THE HAGUE, Netherlands, Nov. 28 (AP)--The Dutch parliament approved a bill Tuesday to allow euthanasia and physician-assisted suicide, making it the first country to formally legalize the practice.

The bill passed by a vote of 104-40. It still needs the approval of the Dutch Senate, which is considered a formality, and is expected to enter into force next year.

Advocates say the law puts the Dutch in the vanguard of patient rights, while opponents say it will replace caring with killing.

Euthanasia won legitimacy, if not legality, in 1993, when parliament approved guidelines under which it was understood doctors would not be prosecuted, even though it remained a crime punishable by a maximum 12-year prison sentence.

Under those guidelines, a patient must be undergoing irremediable and unbearable suffering, be aware of all other medical options and have sought a second professional opinion. The request must be made voluntarily, persistently and independently while the patient is of sound mind.
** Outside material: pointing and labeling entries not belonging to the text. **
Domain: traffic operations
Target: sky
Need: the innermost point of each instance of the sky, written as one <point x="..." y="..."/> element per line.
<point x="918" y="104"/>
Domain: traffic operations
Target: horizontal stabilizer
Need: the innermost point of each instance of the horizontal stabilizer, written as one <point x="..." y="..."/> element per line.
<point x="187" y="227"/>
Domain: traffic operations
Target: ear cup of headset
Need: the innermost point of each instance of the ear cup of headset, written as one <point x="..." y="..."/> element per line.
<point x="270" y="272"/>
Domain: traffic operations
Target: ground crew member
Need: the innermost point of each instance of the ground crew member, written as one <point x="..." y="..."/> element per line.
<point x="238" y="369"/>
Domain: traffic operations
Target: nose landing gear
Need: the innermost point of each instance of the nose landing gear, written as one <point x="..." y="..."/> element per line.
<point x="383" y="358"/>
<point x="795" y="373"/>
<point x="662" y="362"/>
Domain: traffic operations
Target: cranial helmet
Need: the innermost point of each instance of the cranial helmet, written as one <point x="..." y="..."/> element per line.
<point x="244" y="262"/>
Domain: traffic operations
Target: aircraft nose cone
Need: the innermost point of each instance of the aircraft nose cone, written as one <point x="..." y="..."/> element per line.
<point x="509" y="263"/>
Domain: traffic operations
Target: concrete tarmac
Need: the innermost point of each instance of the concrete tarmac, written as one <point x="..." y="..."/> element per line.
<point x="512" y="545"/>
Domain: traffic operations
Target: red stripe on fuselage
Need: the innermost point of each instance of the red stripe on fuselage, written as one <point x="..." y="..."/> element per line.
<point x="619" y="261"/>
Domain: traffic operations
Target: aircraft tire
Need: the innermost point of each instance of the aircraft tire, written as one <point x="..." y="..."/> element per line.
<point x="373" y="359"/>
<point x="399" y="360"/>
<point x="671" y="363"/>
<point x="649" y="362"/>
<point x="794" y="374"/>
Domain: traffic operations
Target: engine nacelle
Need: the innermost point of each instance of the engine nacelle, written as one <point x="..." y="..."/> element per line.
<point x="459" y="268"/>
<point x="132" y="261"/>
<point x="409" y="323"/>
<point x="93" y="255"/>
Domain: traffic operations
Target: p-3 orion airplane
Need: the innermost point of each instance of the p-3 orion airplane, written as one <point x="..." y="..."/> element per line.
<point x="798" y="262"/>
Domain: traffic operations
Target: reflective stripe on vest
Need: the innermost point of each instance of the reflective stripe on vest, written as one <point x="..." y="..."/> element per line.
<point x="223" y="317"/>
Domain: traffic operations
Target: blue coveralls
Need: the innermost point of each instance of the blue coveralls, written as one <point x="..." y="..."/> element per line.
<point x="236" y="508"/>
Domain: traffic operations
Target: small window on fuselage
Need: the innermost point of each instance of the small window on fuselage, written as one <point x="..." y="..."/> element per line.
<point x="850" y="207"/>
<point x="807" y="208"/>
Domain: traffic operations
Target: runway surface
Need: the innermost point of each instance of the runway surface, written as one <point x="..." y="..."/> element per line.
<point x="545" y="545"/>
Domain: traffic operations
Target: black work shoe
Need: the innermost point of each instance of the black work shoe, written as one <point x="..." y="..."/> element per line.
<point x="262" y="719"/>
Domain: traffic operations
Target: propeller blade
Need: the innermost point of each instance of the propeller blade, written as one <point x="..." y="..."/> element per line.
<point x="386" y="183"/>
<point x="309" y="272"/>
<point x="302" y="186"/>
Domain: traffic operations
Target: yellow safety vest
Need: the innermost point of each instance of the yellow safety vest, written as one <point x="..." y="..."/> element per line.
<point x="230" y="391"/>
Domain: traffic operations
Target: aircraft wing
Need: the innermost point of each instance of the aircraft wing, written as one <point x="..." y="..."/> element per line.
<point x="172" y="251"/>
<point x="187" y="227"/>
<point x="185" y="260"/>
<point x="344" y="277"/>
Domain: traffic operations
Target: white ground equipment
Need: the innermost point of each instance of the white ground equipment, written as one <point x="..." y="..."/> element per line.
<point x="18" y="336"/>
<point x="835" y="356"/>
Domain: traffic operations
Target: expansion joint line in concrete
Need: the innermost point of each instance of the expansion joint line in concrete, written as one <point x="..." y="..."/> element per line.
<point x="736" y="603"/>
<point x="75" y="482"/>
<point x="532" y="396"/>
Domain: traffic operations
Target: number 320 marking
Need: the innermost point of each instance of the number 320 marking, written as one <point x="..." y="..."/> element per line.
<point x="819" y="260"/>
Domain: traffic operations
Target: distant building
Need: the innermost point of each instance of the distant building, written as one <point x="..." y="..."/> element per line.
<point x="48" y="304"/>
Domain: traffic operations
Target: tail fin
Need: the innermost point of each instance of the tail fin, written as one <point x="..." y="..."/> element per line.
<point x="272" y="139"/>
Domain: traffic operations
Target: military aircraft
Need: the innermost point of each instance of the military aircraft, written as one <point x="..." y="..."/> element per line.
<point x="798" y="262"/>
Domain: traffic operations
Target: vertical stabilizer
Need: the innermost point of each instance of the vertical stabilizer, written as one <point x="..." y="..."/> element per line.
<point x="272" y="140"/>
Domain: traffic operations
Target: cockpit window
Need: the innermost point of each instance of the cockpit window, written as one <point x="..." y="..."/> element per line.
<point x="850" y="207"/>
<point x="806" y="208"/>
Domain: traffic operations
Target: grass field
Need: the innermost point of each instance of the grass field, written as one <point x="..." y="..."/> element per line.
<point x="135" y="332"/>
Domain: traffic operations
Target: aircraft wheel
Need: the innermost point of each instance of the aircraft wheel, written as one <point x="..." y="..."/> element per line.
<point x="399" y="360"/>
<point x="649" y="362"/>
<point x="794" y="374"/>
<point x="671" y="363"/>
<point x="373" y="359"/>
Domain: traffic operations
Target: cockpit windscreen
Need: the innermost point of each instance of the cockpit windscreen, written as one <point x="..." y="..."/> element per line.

Doctors are not supposed to suggest it as an option.

The new law also allows patients to leave a written request for euthanasia, giving doctors the right to use their own discretion when patients become too physically or mentally ill to decide for themselves.

No other country has attempted to legalize euthanasia, health officials and legal experts said, though it is tolerated in Switzerland, Colombia and Belgium.

Euthanasia is illegal in the United States, except in Oregon, where voters approved doctor-assisted suicide for the terminally ill in 1994. Since the law took effect in 1997, 43 people have died in Oregon in assisted suicides.

The head of the Dutch Labor Party, the largest party in the governing coalition, hailed the new legislation.

"It will give freedom of choice at the most emotional moment of one's life," said the party leader Ad Melkert.

Rita Marker, executive director of the International Anti-Euthanasia Task Force, said the law will send a dangerous signal "telling people that if it's legal, it's right."

"It will be like giving the household seal of approval. What is currently a crime will be transformed into medical treatment," Marker told The Associated Press.

Doctors honor about a one-third of assisted suicide requests in the Netherlands each year, according to government estimates. In 1999, 2,216 cases were recorded, but there also were believed to be a larger number of unregistered cases.